Banyak orang (NU) tidak tahu, atau
belum tahu, apakah para pemrakarsa “kembali kepada khiththah tahun 1926
juga memikirkan arti sesungguhnya “lafal” khiththah itu sendiri. Saya tak
pernah dengar sangkalan atas orang yang mengartikannya dengan “Garis
Perjuangan “, “Langkah Mula”, “Pedoman Dasar”, atau apa saja. Atau lafal
itu sebuah istila. Ya, tapi untuk mengistilahkan apa. Yang jelas khiththah
itu dari bahasa asing (Arab).
Dalam Al’allamah Majduddin Muhammad
ibn Ya’qub Alfairuzabadi dalam Alqamus Almuhith, hlm, 858 (Mussasah
Arrisalah, Beirut, Cetakan ke-2 th. 1407 H / 1987 M).
Al-khaththu
: jalan memanjang pada kawasan tertentu, atau jalan ringan dalam kemudahan,
jamaknya khuthuth dan akhthath, garisan dengan pena atau lainnya dan makan
sedikit seperti tahkhith, jalan dan pedang. Dan alkhaththu juga nama tempat
di Yaman, sebuah dermaga di Bahrain. Alkhiththu
adalah salah satu gunung kasar besar di Mekkah. Juga alkhiththu (dengan
kasrahnya “kha”) adalah tanah yang terkena hujan, lahan yang kamu tempati
dan belum pernah ditempati orang lain, demikian pula alkhithah. Dan
setersunya.
Boleh jadi khiththah adalah masdar
hai-ah dari fi’il madli “khaththa” yang
kemudian bisa diartikan sikap berjalan lurus. Hai-atil khaththi. Khiththah
– dalam koran sering ditulis “khitah” lantas diartikan sebagai garis /
langkah perjuangan – taruh saja – ada kemiripan yang “dimaafkan”. Katakan
saja salah kaprah yang kita sepakati sebagai istilah atau pemberian nama
Keputusan Mukhtamar ke-27 NU, bagi kiprah Nahdlatul Ulama dan warganya
berhadapan dengan perubahan sistem, konstalansi, posisi, furshah, struktur
politik di negeri ini.
Namun yang paling berat timbangannya
adalah prediksi transformasi sosial
hubungan dengan eksistensi NU yang – maunya – masih terus diperhitungkan di
masa yang akan datang oleh semua pihak. Pergeseran yang niscaya itu sudah
diperkirakan sejak tahun 1979, yakni dampak pembangunan yang semakin laju.

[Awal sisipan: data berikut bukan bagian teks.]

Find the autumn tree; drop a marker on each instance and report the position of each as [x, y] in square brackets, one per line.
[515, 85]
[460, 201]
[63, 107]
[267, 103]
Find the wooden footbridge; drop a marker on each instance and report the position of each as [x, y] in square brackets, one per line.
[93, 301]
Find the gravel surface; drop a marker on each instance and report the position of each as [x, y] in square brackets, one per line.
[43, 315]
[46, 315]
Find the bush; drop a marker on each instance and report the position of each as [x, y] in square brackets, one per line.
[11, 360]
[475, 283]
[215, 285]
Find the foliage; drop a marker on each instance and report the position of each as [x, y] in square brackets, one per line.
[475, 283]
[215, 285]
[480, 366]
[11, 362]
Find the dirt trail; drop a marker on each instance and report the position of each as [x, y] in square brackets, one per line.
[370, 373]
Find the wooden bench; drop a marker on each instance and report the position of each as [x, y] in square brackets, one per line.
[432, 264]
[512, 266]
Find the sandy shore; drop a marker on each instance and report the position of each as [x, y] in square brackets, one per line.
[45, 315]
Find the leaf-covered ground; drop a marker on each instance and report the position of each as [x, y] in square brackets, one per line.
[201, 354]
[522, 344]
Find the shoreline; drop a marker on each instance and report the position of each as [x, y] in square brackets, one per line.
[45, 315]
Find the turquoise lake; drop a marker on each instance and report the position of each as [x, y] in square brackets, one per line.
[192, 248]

Saya mengira kebesaran NU itu diakui
banyak pihak. Tapi saya mengira dan merasa NU sedang kehilangan
kekuatannya, sehingga kebesarannya pun tak tercermin. Atau orang boleh saja
mengatakan bahwa NU itu besar ngglembohi. Mukhtamar ke-27 di Situbondo
seakan yakin dengan “kembali” ke akar dengan berdirinya NU, yang terkenal
dengan semboyan “Dengan kembali ke khiththah 1926, NU akan mampu mengangkat
dirinya menjadi yang di-“dengar”, di-“Ikutkan”,
di-“butuhkan” dan di-“libatkan”
di setiap saat. Sampai-sampai NU menyediakan diri menanggung risiko sebagai
yang mem”perkaya” firqah dan sulit menghindarkan saling su-udhdhon diantara
kepentingan – kepentingan. Penjabaran dari Khiththah 1926 hasil Muktamar
1984 itu, sungguh menjanjikan. Dengan alat itu potensi NU akan dikembangkan.
Dan pada gilirannya NU menjelma menjadi “kekuatan” bangsa yang dahsyat.
Setelah Muktamar 1984, pelbagai lembaga dan lajnah dibentuk sebagai
kepanjangan gapai Jami’iyyah. Mulai dari Lembaga Pencak Silat sampai
Lembaga Dakwah. Mulai dari Lajnah Pengembangan Bahasa Arab sampai Lajnah
Taklif wan Nasyr. Hanya saja para petinggi tidak atau belum merasa perlu
membetulkan Lajnah Siyasiyah. Padahal perpolitikan juga termuat dalam
deretan “indah” penjabaran khiththah 1926 itu. Padahal—kemungkinan
besar—dengan terbentuk dan bekerja efektifnya Lajnah Siyahsiyah itu,
orang-orang NU yang di mana-mana tidak terjebak ke dalam posisi “tidak tahu
harus berbuat apa”. Padahal warga NU belum bisa –secara fitraf—menghapus
tuntas seluruh kerak-kerak perpolitikan yang selama ini digeluti. Padahal
pemeo NU, yang kemudian ditegaskan kembali dalam Muktamar ke-27 di
Situbondo, adalah “Almuhafadhatu bil Qadimishsali wal ahdzu bil Jadidil
Ashlah”. Padahal pengejawantahan akhlaqul karimah dalam berpolitik itu yang
bagaimana, para politis NU –barang kali—belum pernah tahu bentuk wadag-nya,
apalagi menampilkannya, seperti halnya, misalnya. Almaghfur lahum KH. Abdul
Wahhab Hasbulloh, KH. Abdul Wahid Hasyim, KH. Bisri Sansuri, dan lain-lain
tampil. Akibatnya jelas, ada kesan menonjol: para elite politik NU hanyalah
mengejar kedudukan dan status belaka. Lalu tidak lagi populer.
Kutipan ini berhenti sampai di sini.